政略結婚ですが、クールな旦那様の溺愛が始まりました
慧をじっと見ていると、彼がふっと瞳を緩めた。


「ホワイトデーはなにが欲しい?」


予想外の相談にきょとんとしたあとで、首を小さく横に振る。


「欲しいものは特にないので……。それに、ケーキを作っただけですし……」
「すみれは俺のためにしてくれたんだ。俺だってすみれになにか返したい」


そう言われると、断りづらい。すみれは少し悩んだあとで、「考える時間をもらってもいいですか?」と尋ねた。


「もちろん。遠慮なくリクエストしてくれ」


きっと、そんなことはできない。けれど、すみれは慧の気持ちが嬉しくて、自然と微笑みながら頷いていた。


「明日からもこんな風に話そう」
「えっ?」
「俺たちは、コミュニケーションが足りてないからな。少しずつでいいから話す時間を持ちたいんだ」


婚約披露パーティーのときの、慧と誠二の会話が頭に過る。あの話を思い出すと、あまり素直に受け取らない方がいいとわかっている。
それでも、戸惑いの中に喜びも芽生え、慧の言動に心が浮き立った。


「はい」


彼が優しい瞳ですみれを見つめ、「おやすみ」と言う。

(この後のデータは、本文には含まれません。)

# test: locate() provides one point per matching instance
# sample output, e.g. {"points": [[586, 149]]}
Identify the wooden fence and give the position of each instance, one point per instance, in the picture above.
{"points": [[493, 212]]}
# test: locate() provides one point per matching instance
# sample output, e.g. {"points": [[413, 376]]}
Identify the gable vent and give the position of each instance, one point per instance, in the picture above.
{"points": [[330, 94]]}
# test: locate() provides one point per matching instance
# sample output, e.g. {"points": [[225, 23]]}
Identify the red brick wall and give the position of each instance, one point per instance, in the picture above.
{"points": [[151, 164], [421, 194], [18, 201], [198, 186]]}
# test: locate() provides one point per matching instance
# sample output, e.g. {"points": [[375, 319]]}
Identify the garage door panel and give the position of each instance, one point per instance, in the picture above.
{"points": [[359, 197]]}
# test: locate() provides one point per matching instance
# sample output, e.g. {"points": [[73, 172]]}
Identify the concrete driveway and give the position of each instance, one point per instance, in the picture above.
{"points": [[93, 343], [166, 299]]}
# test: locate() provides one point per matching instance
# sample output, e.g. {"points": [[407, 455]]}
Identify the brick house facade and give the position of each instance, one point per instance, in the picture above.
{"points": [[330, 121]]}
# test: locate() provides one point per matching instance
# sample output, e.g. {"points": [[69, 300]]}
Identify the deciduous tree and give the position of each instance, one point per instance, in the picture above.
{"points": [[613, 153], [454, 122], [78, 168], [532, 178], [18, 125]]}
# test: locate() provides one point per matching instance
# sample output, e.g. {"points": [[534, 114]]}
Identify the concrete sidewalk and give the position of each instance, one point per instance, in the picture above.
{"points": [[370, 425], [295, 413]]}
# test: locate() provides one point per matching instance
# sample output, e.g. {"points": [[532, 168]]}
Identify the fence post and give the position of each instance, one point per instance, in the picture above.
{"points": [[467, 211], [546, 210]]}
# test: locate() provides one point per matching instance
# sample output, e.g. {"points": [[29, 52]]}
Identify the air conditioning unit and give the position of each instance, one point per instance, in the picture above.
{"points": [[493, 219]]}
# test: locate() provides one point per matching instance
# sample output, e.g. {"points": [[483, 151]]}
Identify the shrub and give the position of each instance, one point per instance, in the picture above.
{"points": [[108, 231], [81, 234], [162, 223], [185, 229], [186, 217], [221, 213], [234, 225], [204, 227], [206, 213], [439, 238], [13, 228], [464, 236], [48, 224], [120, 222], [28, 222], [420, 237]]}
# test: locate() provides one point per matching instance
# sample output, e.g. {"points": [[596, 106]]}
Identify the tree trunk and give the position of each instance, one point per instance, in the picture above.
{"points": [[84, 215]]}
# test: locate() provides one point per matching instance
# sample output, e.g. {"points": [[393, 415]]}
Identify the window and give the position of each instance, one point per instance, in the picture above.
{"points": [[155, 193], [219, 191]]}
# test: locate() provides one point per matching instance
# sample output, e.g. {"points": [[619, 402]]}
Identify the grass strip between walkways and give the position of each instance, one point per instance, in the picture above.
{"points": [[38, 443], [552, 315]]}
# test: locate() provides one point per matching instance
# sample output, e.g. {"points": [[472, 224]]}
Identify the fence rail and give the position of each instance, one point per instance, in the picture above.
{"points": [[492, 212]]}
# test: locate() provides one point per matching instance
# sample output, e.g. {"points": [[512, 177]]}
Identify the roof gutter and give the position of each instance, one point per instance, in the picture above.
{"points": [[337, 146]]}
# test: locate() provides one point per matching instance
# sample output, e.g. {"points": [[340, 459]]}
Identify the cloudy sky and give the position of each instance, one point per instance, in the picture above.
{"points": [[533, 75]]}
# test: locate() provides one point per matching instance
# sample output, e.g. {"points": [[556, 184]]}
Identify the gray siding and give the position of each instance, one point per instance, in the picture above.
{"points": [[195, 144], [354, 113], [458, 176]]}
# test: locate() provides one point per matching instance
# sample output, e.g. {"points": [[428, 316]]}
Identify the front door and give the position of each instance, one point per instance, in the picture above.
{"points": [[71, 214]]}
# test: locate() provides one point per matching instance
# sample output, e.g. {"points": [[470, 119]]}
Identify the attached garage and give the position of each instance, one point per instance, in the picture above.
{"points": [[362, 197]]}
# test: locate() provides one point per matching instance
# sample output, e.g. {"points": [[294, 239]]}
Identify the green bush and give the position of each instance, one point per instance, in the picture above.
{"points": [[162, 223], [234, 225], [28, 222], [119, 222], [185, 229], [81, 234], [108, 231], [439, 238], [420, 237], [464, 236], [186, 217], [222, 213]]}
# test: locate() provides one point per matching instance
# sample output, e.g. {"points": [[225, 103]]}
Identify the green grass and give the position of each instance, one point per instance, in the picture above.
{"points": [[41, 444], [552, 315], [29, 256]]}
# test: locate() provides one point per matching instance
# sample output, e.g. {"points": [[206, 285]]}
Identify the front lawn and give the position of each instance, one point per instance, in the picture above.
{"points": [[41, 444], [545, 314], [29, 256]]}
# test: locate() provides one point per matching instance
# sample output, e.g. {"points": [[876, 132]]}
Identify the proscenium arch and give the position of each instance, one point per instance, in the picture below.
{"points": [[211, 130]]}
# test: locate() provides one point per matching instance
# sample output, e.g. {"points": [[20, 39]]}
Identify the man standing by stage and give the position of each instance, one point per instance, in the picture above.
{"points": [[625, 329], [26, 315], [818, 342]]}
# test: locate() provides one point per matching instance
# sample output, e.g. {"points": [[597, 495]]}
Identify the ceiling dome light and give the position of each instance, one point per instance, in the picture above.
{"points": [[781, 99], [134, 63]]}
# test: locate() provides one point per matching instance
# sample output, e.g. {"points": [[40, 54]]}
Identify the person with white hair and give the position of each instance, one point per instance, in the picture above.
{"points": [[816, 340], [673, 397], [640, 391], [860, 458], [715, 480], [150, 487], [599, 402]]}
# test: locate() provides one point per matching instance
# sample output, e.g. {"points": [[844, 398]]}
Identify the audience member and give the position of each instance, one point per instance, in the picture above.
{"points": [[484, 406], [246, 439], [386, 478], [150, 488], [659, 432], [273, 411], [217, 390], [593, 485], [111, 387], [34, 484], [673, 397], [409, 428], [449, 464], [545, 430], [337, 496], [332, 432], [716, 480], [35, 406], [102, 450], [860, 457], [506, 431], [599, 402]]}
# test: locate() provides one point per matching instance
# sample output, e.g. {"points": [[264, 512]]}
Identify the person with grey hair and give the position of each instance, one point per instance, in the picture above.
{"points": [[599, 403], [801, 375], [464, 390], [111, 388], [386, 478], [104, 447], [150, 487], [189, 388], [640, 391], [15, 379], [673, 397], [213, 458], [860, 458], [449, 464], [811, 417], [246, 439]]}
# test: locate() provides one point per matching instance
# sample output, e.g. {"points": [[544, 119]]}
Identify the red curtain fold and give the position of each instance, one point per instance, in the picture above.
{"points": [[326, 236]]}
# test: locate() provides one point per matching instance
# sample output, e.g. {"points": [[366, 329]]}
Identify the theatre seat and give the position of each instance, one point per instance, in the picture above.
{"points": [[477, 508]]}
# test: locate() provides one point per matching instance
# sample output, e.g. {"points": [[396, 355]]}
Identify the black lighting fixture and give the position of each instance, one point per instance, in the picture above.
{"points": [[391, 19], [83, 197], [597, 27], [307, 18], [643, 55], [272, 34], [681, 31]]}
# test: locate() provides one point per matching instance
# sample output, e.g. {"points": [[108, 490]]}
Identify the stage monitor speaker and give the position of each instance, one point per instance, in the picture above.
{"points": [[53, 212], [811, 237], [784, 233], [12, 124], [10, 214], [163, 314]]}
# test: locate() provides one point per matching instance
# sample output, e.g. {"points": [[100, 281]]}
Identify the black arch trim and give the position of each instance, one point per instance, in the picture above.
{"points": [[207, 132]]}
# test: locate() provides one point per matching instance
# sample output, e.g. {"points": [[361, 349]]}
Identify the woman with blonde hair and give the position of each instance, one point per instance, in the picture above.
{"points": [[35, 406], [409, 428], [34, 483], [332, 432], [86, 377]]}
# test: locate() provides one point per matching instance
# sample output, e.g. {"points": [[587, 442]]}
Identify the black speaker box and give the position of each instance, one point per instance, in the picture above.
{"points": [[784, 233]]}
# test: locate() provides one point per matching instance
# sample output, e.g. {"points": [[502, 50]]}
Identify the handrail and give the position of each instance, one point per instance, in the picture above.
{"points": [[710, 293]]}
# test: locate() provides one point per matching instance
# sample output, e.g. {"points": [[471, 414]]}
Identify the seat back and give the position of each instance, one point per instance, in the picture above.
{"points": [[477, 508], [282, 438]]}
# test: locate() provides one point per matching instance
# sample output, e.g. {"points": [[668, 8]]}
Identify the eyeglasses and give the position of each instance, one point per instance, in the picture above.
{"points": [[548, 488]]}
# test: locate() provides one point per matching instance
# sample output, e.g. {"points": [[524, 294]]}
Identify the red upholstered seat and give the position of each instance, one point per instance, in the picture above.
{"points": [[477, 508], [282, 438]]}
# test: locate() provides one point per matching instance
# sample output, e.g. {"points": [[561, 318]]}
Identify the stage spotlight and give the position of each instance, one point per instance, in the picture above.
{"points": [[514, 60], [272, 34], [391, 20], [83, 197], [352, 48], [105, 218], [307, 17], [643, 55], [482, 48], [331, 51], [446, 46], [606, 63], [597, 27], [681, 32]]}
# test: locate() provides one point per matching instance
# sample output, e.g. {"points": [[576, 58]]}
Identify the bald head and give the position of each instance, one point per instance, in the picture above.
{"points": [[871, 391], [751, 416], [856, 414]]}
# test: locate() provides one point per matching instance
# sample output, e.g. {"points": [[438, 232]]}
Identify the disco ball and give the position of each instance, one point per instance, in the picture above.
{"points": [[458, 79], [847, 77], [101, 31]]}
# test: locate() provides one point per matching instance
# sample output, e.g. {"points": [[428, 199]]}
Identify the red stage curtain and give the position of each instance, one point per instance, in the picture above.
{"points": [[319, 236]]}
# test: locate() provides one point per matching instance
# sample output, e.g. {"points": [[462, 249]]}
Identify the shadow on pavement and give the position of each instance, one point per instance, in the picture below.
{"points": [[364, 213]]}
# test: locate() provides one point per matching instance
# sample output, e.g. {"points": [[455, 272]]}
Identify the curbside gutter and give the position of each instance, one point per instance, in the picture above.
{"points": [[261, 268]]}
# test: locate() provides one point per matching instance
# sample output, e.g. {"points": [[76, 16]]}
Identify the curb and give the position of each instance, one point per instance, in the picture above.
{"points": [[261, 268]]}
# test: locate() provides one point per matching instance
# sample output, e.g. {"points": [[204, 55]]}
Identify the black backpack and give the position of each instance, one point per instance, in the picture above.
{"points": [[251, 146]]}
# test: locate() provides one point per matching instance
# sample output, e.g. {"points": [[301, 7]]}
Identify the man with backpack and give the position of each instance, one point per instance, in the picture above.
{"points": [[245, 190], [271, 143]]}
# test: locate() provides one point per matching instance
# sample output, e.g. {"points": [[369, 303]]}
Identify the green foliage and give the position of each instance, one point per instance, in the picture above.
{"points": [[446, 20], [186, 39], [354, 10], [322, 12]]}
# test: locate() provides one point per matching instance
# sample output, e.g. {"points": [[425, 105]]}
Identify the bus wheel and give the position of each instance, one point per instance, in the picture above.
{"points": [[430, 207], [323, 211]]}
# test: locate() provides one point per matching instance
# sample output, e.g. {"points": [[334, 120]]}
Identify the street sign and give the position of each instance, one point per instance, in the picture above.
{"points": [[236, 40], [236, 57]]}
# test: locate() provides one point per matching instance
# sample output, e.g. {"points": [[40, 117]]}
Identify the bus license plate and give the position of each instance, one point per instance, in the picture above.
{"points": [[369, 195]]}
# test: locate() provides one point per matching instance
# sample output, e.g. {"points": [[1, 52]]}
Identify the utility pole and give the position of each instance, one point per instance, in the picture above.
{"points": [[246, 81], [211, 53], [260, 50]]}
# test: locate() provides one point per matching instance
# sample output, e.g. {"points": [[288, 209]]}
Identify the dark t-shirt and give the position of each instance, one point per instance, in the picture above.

すみれも「おやすみなさい」と返すと、瞼を閉じた。


緊張で眠れそうにないと思っていたのは、わずかな時間だけ。慧の体温と鼓動が心地よくて、徐々に思考が働かなくなっていく。


うつらうつらしていると、彼の手がすみれの髪を撫でた気がして……。以前は無機質に思えた部屋が、今は温もりで溢れている気がした。